Erlinge David
Department of Cardiology, Lund University, Skane University Hospital , Lund, Sweden .
Ther Hypothermia Temp Manag. 2011;1(3):129-41. doi: 10.1089/ther.2011.0008.
Hypothermia is an established form of treatment employed following cardiac arrest to limit cerebral injury. The question addressed in this review is whether it is possible to use hypothermia to protect the heart during ischemia resulting from ST-elevation myocardial infarction (STEMI).

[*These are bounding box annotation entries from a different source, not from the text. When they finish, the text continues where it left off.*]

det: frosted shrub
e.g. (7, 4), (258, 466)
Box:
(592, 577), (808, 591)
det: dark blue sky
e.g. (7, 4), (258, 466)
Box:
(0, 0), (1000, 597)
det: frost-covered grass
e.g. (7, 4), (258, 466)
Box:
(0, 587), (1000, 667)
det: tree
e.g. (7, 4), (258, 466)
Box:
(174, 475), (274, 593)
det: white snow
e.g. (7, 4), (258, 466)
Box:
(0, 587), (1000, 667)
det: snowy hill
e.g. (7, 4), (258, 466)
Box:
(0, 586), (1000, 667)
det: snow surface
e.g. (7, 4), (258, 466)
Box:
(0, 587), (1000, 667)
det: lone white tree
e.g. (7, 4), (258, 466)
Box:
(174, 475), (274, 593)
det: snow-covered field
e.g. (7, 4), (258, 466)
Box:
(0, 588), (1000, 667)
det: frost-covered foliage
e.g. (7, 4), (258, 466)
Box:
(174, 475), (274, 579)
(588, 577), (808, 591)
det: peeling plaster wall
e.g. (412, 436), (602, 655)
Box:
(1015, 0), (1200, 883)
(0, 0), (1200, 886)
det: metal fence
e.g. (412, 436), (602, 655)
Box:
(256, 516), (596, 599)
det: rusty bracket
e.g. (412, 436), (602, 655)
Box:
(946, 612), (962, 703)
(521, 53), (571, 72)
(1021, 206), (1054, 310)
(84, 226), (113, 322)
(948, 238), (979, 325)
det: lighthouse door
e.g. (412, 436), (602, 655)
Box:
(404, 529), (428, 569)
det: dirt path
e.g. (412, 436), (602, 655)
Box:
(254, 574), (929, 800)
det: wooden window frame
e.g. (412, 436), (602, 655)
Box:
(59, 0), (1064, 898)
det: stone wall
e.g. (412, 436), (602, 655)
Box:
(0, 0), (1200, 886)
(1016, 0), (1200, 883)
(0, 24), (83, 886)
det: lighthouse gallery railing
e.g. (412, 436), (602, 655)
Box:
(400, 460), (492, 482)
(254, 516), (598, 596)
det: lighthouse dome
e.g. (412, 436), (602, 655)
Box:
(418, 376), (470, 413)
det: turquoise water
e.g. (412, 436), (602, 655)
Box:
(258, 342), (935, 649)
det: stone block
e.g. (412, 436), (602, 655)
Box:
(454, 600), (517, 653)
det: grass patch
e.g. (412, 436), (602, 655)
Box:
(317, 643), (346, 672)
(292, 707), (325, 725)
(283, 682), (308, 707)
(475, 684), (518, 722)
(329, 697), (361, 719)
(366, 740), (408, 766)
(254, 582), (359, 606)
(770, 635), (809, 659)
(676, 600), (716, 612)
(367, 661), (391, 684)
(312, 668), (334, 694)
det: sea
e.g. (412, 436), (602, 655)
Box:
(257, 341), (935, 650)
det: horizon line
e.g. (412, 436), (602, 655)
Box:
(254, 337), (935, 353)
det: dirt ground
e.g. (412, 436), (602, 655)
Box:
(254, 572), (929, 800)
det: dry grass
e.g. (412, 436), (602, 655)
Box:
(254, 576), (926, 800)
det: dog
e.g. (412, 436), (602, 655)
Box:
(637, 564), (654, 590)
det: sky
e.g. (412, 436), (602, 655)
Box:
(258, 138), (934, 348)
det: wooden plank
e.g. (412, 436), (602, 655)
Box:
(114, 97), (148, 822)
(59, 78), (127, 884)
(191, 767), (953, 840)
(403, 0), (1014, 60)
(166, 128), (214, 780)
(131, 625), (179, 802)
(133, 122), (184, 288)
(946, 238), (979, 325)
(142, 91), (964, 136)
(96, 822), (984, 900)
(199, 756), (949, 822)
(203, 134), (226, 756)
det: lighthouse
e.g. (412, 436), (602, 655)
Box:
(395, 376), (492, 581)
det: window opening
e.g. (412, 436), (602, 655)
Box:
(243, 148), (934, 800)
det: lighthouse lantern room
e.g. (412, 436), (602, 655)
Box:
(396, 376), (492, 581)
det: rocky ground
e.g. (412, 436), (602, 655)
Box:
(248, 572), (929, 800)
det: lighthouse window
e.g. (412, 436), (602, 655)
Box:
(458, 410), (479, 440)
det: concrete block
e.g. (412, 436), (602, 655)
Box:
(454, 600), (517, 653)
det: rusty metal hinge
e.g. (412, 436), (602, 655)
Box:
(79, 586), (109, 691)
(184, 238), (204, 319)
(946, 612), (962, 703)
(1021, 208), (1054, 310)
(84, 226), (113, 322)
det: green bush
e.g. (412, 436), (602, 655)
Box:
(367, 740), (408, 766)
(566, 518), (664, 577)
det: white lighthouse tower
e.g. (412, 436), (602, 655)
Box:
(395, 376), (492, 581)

Mild hypothermia (32°C-35°C) may be of benefit as an adjunctive treatment for STEMI by reducing the extent of the infarct and the effects of the four components of ischemia reperfusion injury: myocardial stunning, microvascular obstruction, reperfusion arrhythmia, and lethal reperfusion injury. To reduce cerebral injury after cardiac arrest, hypothermia can be initiated after reperfusion, and should be maintained for 24-48 hours. However, evidence suggests that to protect the heart in cases of STEMI, hypothermia should be initiated as early as possible after the onset of ischemia, at least before reperfusion. Clinical and experimental results indicate that it is of paramount importance to achieve a body temperature below 35°C before reperfusion to reduce the size of the infarct in the treatment of STEMI patients, and that treatment need only be continued for a relatively short period after reperfusion. Hypothermia has wide-ranging effects on most of the mechanisms involved in ischemia and reperfusion injury, which may explain the potent, highly reproducible cardioprotective effects seen in a large number of studies in different species. Subjecting conscious patients with STEMI to hypothermia is safe, feasible, and well tolerated, but antishivering strategies must be employed. Clinical studies are ongoing to evaluate hypothermia as an adjunctive treatment for myocardial infarction. This review discusses the experimental basis for using mild hypothermia to provide cardioprotection, methods of inducing hypothermia, the timing and duration of treatment, and ways in which the knowledge gained can be translated into clinical treatment.
低温是心脏骤停后用于限制脑损伤的一种既定治疗方式。本综述探讨的问题是,在ST段抬高型心肌梗死(STEMI)导致的缺血期间,是否有可能利用低温来保护心脏。轻度低温(32°C - 35°C)作为STEMI的辅助治疗可能有益,可减少梗死范围以及缺血再灌注损伤四个组成部分的影响:心肌顿抑、微血管阻塞、再灌注心律失常和致死性再灌注损伤。为减少心脏骤停后的脑损伤,低温可在再灌注后开始,并应维持24 - 48小时。然而,有证据表明,为在STEMI病例中保护心脏,低温应在缺血发作后尽早开始,至少在再灌注前开始。临床和实验结果表明,在STEMI患者的治疗中,在再灌注前将体温降至35°C以下对于减小梗死面积至关重要,且再灌注后仅需持续相对较短的一段时间进行治疗。低温对缺血和再灌注损伤所涉及的大多数机制都有广泛影响,这可能解释了在大量不同物种的研究中所观察到的强大且高度可重复的心脏保护作用。让清醒的STEMI患者接受低温治疗是安全、可行且耐受性良好的,但必须采用抗寒战策略。目前正在进行临床研究以评估低温作为心肌梗死辅助治疗的效果。本综述讨论了使用轻度低温提供心脏保护的实验依据、诱导低温的方法、治疗的时机和持续时间,以及如何将所获得的知识转化为临床治疗。